箕輪町「美空ひばり歌の里」館長の小沢さとしさん
更新:2013-8-17 6:00
本紙に「信州のむかし話」を連載している児童文学者で「美空ひばり歌の里」館長の小沢さとしさん(75)=箕輪町=が、ほおずき書籍から小説「松井須磨子物語」(A5判、220ページ)を刊行した。長野市松代町出身で「近代劇の扉をこじ開けた炎の女優」松井須磨子(1886~1919年)が、故郷を飛び出し、大女優として成功し、演出家、小説家の島村抱月を追って自殺する「直行的な生き方に絞って」書き下ろした。
小説はさまざまな資料を基に書かれ、▽女優への道▽「人形の家」の主役に大抜擢▽文藝協会から芸術座へ▽故郷へ錦を飾る▽抱月の死に絶望して-とドラマチックに物語が進む。
小沢さんは「須磨子が舞台で発した言葉は、近代化の流れの始まりを敏感に感じた当時の女性たちの間に議論を呼び起こし、いつしか女性解放の代弁者のようになり、その先頭に立つ役割を負わされた」とし、時代をリードした存在だった半面、大女優ゆえの孤独が浮かび上がる。
須磨子の物語を以前から書きたかったという小沢さんは「『ルンペンになっても頑張る』と芸に打ち込む。抱月との恋愛関係が取りざたされたが、そのお陰であれだけの演技ができたと思う。人に何と言われようと決めた道を行く。ぱっと咲いてぱっと散った、ボタンの花のような人生だった」と、劇的な人生の魅力を語る。

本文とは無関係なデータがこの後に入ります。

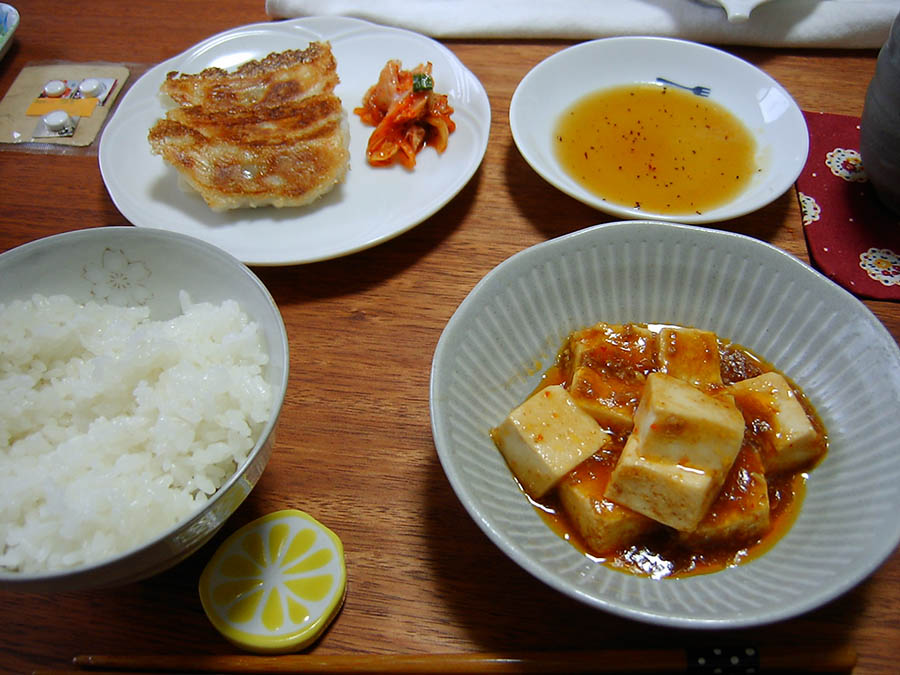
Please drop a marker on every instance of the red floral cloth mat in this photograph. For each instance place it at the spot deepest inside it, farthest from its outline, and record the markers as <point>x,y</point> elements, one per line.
<point>851,237</point>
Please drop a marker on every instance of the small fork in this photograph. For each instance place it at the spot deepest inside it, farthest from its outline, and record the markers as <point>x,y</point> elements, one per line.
<point>699,91</point>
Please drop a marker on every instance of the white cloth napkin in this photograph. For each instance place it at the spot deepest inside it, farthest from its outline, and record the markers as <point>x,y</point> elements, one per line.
<point>786,23</point>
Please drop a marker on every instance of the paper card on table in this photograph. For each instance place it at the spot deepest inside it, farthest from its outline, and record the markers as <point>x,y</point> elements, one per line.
<point>76,107</point>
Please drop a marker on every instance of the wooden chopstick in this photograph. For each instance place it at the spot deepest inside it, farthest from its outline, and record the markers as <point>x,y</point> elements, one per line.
<point>821,659</point>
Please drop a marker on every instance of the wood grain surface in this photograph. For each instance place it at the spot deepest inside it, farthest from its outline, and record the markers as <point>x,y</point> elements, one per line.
<point>355,447</point>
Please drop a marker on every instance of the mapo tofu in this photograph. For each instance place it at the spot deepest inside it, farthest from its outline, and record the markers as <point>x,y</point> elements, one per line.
<point>686,449</point>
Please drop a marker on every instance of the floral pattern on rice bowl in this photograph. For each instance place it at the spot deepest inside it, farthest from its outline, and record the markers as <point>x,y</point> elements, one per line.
<point>118,280</point>
<point>882,265</point>
<point>851,236</point>
<point>810,208</point>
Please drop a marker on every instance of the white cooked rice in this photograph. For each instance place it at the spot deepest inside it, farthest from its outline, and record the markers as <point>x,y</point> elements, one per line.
<point>115,427</point>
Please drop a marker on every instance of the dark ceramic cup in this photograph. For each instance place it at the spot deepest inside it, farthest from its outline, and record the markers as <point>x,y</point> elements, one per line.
<point>880,124</point>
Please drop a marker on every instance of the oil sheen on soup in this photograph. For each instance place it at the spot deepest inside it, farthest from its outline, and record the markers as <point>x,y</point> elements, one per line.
<point>655,148</point>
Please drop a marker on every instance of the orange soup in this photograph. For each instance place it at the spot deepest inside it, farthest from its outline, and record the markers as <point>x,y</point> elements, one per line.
<point>655,148</point>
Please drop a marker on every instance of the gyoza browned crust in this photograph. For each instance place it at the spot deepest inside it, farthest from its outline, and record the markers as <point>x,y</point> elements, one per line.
<point>272,132</point>
<point>273,80</point>
<point>231,174</point>
<point>259,124</point>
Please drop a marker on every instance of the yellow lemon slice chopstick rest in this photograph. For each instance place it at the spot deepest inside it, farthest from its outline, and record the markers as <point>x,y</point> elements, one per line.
<point>275,584</point>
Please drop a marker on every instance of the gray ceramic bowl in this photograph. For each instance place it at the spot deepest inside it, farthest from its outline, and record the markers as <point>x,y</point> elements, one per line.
<point>746,290</point>
<point>175,262</point>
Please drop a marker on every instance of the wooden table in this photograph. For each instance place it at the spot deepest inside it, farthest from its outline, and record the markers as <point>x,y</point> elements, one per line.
<point>355,450</point>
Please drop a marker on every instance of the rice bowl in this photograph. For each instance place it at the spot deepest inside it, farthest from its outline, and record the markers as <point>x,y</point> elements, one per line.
<point>141,378</point>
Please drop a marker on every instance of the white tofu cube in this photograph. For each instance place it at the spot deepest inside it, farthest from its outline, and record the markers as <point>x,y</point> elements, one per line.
<point>691,355</point>
<point>679,453</point>
<point>603,525</point>
<point>546,437</point>
<point>788,439</point>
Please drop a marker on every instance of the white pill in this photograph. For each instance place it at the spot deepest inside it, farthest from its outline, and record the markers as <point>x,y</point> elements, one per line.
<point>91,87</point>
<point>55,88</point>
<point>57,120</point>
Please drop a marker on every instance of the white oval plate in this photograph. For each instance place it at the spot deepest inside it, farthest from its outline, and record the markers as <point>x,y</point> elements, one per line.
<point>370,207</point>
<point>762,104</point>
<point>510,327</point>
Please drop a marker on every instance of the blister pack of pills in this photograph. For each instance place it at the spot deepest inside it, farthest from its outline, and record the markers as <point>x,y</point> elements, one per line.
<point>51,107</point>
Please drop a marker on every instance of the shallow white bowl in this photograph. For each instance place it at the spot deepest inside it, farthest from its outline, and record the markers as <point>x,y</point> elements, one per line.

大正を代表する女優の松井須磨子と、昭和を代表する歌手の美空ひばりの生き方に共通点が多いと指摘。「須磨子が33歳、美空ひばりが52歳、2人で85歳の一生を全うしたように思えてならない」。時代を代表する女性2人の人生を重ね合わせる。定価1890円。県内の書店で販売している。